Junge Erwachsene befinden sich häufig in einer Übergangsphase, in der Unabhängigkeit und Eigenverantwortung gestärkt, persönliche Freiheit und Entdeckungsfreude bedeutsamer und die individuelle Persönlichkeit gefestigt werden. Auch in dieser Lebensphase sind die jungen Menschen noch sehr empfänglich für Einflüsse aus ihrem Umfeld – sowohl im positiven wie im negativen Sinne.

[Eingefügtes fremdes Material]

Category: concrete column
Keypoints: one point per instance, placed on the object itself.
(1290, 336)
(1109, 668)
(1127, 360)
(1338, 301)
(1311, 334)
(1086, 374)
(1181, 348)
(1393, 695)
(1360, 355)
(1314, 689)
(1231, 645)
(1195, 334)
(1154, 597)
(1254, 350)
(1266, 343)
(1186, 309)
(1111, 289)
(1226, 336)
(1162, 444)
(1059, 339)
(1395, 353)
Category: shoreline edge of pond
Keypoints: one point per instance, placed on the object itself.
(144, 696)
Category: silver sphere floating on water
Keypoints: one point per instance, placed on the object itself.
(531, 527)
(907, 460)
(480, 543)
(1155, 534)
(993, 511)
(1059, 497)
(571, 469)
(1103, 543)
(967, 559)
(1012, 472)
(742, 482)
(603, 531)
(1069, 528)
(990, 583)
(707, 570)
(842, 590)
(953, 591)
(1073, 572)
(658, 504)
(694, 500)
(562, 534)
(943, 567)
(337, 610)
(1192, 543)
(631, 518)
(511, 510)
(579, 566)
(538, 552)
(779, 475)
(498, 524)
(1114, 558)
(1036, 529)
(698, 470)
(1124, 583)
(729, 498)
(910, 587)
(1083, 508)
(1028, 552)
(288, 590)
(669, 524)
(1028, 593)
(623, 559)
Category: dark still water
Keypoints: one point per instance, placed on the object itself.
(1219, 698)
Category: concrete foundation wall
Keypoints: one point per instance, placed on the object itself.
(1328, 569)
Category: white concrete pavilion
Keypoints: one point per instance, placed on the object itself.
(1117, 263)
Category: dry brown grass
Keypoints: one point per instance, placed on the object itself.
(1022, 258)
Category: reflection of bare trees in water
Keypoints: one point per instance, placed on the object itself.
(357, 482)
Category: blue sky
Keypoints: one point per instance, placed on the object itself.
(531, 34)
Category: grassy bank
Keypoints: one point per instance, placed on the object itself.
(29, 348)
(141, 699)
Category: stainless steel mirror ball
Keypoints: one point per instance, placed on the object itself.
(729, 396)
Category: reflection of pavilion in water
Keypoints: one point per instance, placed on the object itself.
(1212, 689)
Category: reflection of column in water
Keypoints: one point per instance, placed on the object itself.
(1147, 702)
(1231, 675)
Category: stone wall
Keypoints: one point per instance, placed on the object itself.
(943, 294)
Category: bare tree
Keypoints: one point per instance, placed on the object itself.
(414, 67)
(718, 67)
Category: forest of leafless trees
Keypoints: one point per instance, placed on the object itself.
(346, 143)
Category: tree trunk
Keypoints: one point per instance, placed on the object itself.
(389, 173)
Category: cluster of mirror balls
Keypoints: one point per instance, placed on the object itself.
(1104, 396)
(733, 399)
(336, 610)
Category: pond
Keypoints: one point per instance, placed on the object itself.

Zusammengefasst kann man sagen, dass wir es im Bereich der Schülerunfallversicherung mit einer Versichertengruppe zu tun haben, die aufgrund der großen Altersspanne und des unterschiedlichen Reifegrades eine sehr hohe Heterogenität aufweist. Die Erziehung und Förderung, also das Aufstellen von Regeln auf der einen Seite und die Ermöglichung von Freiräumen auf der anderen Seite, sollten sich daher an dem Entwicklungsstand der Kinder, Jugendlichen und jungen Erwachsenen orientieren und insbesondere in Kindertageseinrichtungen und Schulen unerwartetes Verhalten mit einbeziehen, da selbstreguliertes und zielgerichtetes Handeln nicht selbstverständlich vorausgesetzt werden kann. Dies gilt gleichermaßen für eine sicherheits- und gesundheitsgerechte Gestaltung des Umfeldes.

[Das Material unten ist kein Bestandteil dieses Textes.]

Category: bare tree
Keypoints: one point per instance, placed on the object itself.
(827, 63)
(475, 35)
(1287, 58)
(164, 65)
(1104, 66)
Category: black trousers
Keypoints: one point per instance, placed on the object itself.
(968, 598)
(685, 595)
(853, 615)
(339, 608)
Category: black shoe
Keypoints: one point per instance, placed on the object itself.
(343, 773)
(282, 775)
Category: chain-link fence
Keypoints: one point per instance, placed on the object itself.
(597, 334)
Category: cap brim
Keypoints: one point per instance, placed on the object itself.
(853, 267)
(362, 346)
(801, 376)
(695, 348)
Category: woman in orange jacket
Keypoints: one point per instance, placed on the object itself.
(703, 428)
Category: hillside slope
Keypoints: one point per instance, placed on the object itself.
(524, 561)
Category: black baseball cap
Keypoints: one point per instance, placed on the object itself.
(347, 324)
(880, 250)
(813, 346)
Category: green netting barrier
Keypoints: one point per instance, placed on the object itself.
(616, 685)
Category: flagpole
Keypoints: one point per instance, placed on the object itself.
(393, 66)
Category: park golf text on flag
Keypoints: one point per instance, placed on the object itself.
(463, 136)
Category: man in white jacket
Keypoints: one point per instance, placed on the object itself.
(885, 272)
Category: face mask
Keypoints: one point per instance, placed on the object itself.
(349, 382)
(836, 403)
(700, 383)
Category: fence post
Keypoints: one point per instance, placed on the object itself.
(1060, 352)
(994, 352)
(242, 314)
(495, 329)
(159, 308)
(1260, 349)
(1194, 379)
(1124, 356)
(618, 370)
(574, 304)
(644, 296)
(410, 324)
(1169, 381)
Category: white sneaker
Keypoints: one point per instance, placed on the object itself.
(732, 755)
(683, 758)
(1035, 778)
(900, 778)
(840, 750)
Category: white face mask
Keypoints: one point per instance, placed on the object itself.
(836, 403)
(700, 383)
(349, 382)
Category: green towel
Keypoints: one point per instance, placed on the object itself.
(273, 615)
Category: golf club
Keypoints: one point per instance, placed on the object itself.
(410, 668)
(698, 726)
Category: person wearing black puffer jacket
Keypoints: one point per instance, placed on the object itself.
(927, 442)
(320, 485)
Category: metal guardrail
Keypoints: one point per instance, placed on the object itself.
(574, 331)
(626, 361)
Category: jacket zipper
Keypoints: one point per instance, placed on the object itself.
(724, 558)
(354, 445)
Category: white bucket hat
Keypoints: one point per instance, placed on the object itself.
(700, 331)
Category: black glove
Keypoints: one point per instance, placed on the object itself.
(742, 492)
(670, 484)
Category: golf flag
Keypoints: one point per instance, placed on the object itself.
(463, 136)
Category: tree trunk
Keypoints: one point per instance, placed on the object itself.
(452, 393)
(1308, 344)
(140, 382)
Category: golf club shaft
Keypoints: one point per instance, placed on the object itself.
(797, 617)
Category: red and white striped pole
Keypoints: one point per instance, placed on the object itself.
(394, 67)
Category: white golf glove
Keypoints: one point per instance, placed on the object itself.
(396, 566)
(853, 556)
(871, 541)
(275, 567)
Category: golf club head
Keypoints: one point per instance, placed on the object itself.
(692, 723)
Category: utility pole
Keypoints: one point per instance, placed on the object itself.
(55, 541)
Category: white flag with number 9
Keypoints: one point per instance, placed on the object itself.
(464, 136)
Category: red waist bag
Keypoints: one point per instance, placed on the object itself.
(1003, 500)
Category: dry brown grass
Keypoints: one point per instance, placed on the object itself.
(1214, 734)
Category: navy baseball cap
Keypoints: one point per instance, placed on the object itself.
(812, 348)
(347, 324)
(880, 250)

Biljana Miljković (BM): Ich würde gerne noch etwas ergänzen: Die angesprochene Vielfalt in Bildungseinrichtungen erfordert eine Prävention, die nicht nach dem Gießkannenprinzip funktioniert, sondern differenziert, zielgerichtet und ressourcenorientiert ausgerichtet ist. Um wirksam zu sein, muss Prävention die Lebenslagen, kulturellen Hintergründe, individuellen Fähigkeiten und sozialen Rahmenbedingungen der jeweiligen Zielgruppen berücksichtigen – von der frühen Kindheit bis ins junge Erwachsenenalter. Dies erfordert die Entwicklung von passgenauen Maßnahmen unter aktiver Einbeziehung der jeweiligen Perspektiven. Partizipation ist hierbei ein zentrales Prinzip: Wer mitgestalten darf, erfährt Selbstwirksamkeit und identifiziert sich stärker mit präventiven Angeboten. Dazu gehören altersgerechte Zugänge ebenso wie geschlechtersensible, kultursensible und inklusive Ansätze.

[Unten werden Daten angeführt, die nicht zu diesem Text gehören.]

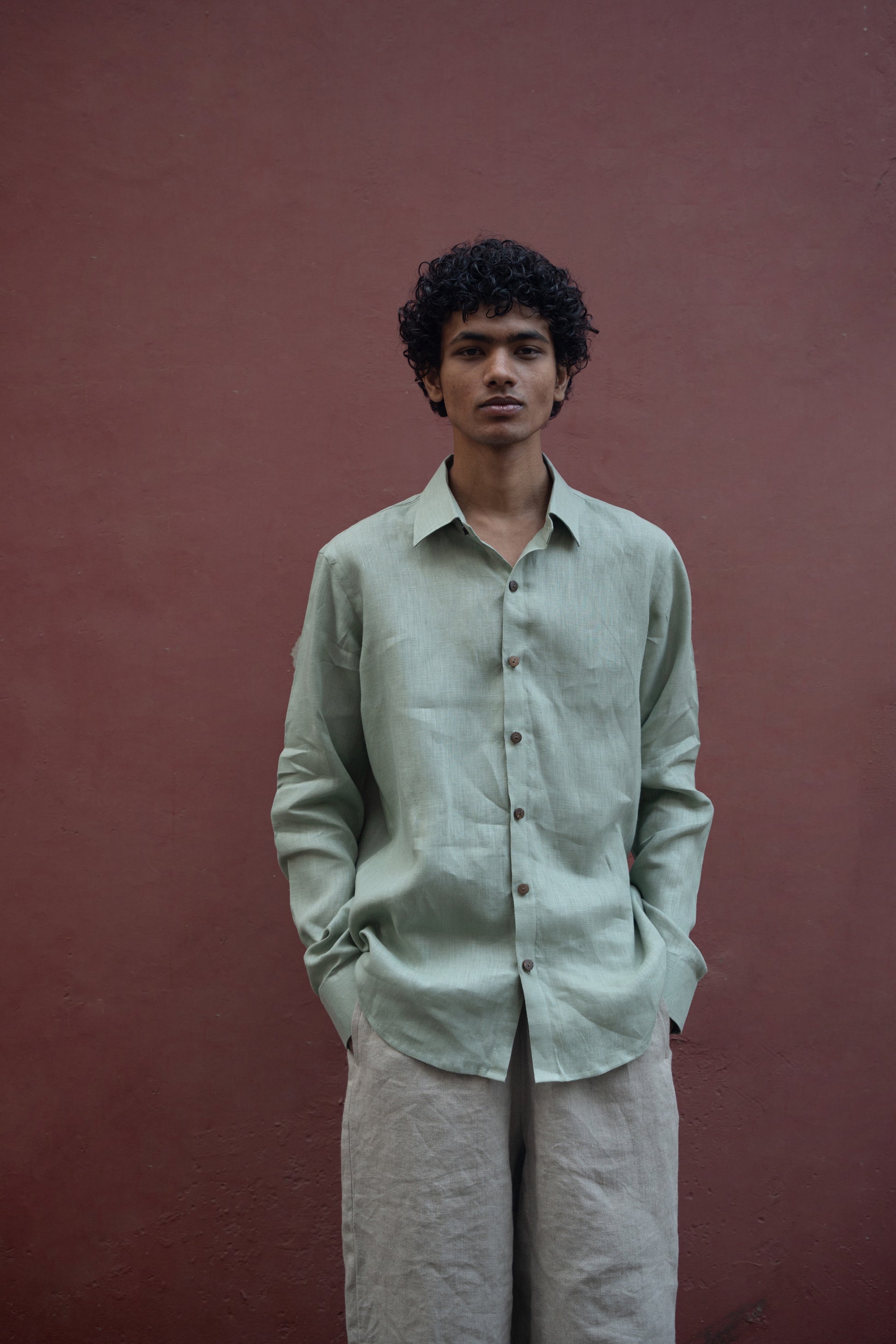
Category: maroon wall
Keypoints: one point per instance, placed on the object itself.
(214, 213)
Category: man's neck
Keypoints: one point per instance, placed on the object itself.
(503, 492)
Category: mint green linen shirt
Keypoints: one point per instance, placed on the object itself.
(472, 752)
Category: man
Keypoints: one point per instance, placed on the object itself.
(495, 705)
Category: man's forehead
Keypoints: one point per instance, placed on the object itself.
(511, 322)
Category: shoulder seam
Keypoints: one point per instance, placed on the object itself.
(340, 585)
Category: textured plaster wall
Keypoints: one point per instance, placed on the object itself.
(213, 213)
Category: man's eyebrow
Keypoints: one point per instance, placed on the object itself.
(489, 340)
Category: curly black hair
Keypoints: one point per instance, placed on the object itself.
(496, 273)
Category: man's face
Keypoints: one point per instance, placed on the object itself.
(499, 375)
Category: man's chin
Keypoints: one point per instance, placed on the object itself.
(497, 435)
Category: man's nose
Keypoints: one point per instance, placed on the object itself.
(500, 370)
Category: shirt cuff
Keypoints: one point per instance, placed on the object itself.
(339, 996)
(679, 988)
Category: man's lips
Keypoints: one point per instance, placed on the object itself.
(501, 405)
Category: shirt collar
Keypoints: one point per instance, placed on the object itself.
(437, 507)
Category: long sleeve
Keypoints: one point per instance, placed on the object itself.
(319, 808)
(674, 816)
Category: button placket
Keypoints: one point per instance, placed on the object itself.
(516, 734)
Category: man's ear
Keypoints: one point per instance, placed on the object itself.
(562, 384)
(433, 385)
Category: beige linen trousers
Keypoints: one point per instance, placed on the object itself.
(508, 1213)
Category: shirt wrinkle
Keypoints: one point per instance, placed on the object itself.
(442, 870)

Um wirksam zu sein, muss Prävention die Lebenslagen, kulturellen Hintergründe, individuellen Fähigkeiten und sozialen Rahmenbedingungen der jeweiligen Zielgruppen berücksichtigen.
Biljana Miljković (DGUV)
Die Versichertengruppen in der Schülerunfallversicherung sind aber nicht der einzige Unterschied zur allgemeinen Unfallversicherung, oder?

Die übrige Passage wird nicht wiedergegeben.